Considering end-to-end could take a few days (super high priority sample being baby-sat at every step of the way by experienced technicians) to a few months (statistical analysis on populations)... it's pretty hard to give a single number. It really depends on what analysis you want done.
There's a lot of room for improvement in this field of software!
That's what I was thinking. If it takes a lot of CPU time, it seems that there is likely a huge amount of optimization that would be useful to the people using it.
> it's pretty hard to give a single number.
I wasn't looking for a single number in the sense that it encapsulates everything I was looking for at least one number to see if the run time of these processes is a hindrance. What you have here is very interesting, thanks!
For the 6 to 8 week analysis, how many cores is that typically running on?
Think of it like an assembly line. How many robot arms does the assembly line need to produce something in 6 to 8 weeks? It depends on the type of object being produced; more intricate details, sizes, or etc might need to go through more robots, more arms. An assembly line for a complex item, such as a vehicle, doesn't put all of the materials in front of a single robot and give the robot more arms. It instead goes through many different robots with specialized purposes.
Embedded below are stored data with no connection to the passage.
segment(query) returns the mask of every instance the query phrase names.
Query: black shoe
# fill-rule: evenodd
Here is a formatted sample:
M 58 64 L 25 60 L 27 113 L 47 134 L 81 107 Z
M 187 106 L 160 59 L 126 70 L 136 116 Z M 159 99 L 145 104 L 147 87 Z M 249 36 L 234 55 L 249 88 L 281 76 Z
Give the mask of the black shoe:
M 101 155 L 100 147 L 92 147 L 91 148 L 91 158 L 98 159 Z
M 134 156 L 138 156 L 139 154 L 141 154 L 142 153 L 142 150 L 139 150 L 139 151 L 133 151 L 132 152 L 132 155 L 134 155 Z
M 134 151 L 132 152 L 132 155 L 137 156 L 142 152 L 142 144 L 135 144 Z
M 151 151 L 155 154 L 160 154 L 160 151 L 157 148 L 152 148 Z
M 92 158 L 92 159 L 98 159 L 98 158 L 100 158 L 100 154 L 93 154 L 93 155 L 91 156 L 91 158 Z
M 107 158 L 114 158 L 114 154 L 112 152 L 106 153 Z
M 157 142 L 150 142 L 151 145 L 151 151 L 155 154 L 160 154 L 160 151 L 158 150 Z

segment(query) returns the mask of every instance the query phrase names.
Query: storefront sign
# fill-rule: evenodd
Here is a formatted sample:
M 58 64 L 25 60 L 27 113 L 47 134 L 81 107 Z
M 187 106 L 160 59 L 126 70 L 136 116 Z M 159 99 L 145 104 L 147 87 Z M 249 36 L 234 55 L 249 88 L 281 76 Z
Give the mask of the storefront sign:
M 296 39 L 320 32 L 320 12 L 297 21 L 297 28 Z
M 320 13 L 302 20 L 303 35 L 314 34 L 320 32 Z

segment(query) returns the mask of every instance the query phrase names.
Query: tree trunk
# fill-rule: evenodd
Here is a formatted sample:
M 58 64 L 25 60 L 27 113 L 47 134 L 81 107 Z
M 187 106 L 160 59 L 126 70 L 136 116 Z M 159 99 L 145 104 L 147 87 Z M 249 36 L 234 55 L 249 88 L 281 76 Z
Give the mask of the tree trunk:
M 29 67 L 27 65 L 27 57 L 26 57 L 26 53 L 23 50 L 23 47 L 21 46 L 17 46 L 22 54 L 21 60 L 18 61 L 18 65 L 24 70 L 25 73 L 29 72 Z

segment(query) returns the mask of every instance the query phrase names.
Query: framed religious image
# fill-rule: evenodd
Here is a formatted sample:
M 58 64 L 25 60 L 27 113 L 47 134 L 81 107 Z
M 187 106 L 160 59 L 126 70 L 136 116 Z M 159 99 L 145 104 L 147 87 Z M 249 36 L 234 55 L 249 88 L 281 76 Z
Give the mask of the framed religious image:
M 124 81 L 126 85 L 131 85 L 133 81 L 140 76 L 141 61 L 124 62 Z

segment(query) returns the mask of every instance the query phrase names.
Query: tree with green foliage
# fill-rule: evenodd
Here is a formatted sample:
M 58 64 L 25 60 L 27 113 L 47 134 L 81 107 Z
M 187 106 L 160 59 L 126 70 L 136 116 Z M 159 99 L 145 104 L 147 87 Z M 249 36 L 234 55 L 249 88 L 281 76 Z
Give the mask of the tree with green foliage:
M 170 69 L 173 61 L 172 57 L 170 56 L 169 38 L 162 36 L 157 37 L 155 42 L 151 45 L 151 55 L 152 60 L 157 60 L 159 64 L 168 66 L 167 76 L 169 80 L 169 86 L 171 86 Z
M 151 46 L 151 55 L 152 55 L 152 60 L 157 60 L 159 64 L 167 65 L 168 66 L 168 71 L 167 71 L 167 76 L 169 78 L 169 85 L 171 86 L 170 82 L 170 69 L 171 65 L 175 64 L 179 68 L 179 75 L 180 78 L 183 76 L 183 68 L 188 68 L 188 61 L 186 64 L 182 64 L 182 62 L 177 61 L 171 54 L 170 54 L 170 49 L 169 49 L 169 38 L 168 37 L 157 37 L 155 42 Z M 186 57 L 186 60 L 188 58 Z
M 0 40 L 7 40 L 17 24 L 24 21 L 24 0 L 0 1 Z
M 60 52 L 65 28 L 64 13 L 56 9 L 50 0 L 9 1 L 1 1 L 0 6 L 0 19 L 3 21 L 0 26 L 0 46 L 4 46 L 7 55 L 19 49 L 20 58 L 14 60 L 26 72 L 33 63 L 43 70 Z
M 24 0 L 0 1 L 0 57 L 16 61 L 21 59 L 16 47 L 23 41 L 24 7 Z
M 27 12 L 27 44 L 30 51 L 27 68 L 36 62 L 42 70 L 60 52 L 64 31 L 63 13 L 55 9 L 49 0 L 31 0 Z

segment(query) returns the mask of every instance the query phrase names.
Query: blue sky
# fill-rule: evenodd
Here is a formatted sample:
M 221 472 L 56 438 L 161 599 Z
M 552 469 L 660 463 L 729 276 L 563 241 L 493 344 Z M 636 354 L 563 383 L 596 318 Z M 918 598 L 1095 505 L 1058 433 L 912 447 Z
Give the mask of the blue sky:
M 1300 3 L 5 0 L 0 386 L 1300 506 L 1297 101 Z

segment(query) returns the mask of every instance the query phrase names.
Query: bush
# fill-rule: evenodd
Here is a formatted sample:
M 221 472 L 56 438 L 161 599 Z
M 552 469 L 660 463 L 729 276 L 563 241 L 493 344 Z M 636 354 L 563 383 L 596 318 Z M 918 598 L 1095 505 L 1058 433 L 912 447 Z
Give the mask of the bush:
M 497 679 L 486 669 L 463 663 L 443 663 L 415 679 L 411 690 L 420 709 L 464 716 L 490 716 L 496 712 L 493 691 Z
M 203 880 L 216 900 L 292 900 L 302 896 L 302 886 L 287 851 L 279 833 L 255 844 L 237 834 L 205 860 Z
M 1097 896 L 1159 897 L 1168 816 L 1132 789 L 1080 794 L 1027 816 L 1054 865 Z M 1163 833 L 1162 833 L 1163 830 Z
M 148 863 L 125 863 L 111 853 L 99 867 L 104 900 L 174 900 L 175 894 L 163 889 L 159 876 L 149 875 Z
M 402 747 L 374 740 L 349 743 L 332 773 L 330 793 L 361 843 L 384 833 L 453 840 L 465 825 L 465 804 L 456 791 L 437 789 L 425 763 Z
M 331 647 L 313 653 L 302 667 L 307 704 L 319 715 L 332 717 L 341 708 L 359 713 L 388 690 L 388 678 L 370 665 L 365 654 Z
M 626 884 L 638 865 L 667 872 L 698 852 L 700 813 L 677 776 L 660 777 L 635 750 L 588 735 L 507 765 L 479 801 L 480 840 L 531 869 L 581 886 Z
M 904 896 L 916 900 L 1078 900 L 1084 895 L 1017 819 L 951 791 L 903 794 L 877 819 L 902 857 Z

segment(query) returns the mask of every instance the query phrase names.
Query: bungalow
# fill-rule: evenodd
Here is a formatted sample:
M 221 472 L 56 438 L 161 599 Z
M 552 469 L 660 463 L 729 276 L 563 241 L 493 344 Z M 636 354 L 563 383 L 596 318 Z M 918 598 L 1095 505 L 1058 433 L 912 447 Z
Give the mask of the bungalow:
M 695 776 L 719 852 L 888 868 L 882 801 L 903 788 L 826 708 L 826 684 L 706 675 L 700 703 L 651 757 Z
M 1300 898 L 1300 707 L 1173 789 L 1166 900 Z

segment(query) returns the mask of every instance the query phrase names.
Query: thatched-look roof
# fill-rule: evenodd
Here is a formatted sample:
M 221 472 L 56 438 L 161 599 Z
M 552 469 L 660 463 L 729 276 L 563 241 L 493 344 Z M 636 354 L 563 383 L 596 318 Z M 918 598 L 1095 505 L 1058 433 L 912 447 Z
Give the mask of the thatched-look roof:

So if your factory produces many different things, but some of those specialized robots could be generalized again for multiple products so that you share those robots among things being produced, you might have one robot that spends 20% of its time producing a thousand of product A and 75% of its time producing a hundred of product B, and another 5% of its time in maintenance.
It's the same for DNA analysis; it goes through many different software steps, each with varying requirements of I/O throughput, CPU speeds, memory size, etc. Each individual step could be (and generally is) run on different machines with different resources suited to a particular step. Sometimes those steps can be shared among different products. But different products will take different amounts of time to work through the analysis.
The machines running our largest analysis steps have 88 cores and 512GiB of RAM. But number of cores is not indicative of why it takes 6 to 8 weeks to process.
There is a lot of anonymized genotype data in the 1000 Genomes Project (http://www.internationalgenome.org/data), but the devil is really in the genotyping details with this kind of thing. It looks like in the validation project (https://www.documentcloud.org/documents/4113877-1-19-17-Exhi...), they went from biological samples to sequence data to analysis results, which is the right approach.
With this kind of low-througput genotyping so much depends on the accuracy of the genotyping method, though, which in turn depends on the lab, the protocol, the technicians, and sometimes even the weather. The software is not where I would start, in worrying about forensic evidence based on this method, though it definitely could be a source of errors.
It's considered a critical QC step.
Throughput doesn't matter if you have false-positive or false negative errors that cause erroneous medical decisions.